We need to be efficient in optimizing learning. Drill and kill practices have it’s place if the tasks are simple but if concepts are complex and abstract, you will have to figure out a way to make it a tangible experience. The goal of tangibility is for your learners to associate the abstract concept with the experiences that you planned out so that concepts stick in your learners’ long term memory. That is when mastery happens. Students will always refer to the experience to explain the concept.
A couple ways of making this happen is:
Use your favorite personal experiences to contextualize an abstract concept
In doing so, you have made an existing connection between your personal experience and the concept. Your job is to make sure your learners are also making those linkages and associations between your experience and the concept. I recommend broadening and exploring other interests outside of your comfort zone as they can be a potential starting point for designing instruction. The weakness behind this model is that sometimes your experience is not within the schema of your learners. Learning is optimized when you and your learners have similar experiences and therefore are able to make associations between the concept and the experience together which leads me to the next strategy.

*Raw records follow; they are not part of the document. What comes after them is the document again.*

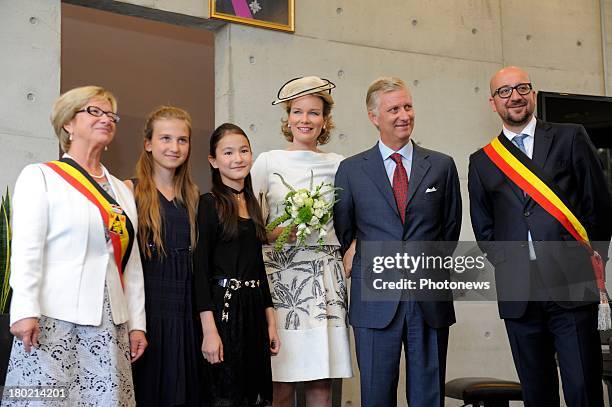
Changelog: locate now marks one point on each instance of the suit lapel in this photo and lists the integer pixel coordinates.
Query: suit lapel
(515, 189)
(420, 166)
(374, 169)
(541, 144)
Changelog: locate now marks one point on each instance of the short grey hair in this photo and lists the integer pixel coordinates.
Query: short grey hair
(383, 84)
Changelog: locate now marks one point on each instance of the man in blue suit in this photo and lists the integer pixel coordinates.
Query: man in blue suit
(397, 191)
(543, 287)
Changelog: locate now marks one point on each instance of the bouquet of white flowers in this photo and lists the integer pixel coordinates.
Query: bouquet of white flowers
(307, 209)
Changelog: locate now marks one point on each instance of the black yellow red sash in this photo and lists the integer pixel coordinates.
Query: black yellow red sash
(529, 177)
(119, 226)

Build off of existing student experiences
When you interact with your students outside of the classroom, listen and observe them. They are teaching you something about them and somehow you will need to use their existing knowledge as schema to build your instruction so students are able to link their personal experiences to the abstract concept.
All in all, learning is more than covering content, it is making sure our students are able to find connections so that they deeply understand the concepts being taught. Our work is to create those experiences so that learning sticks.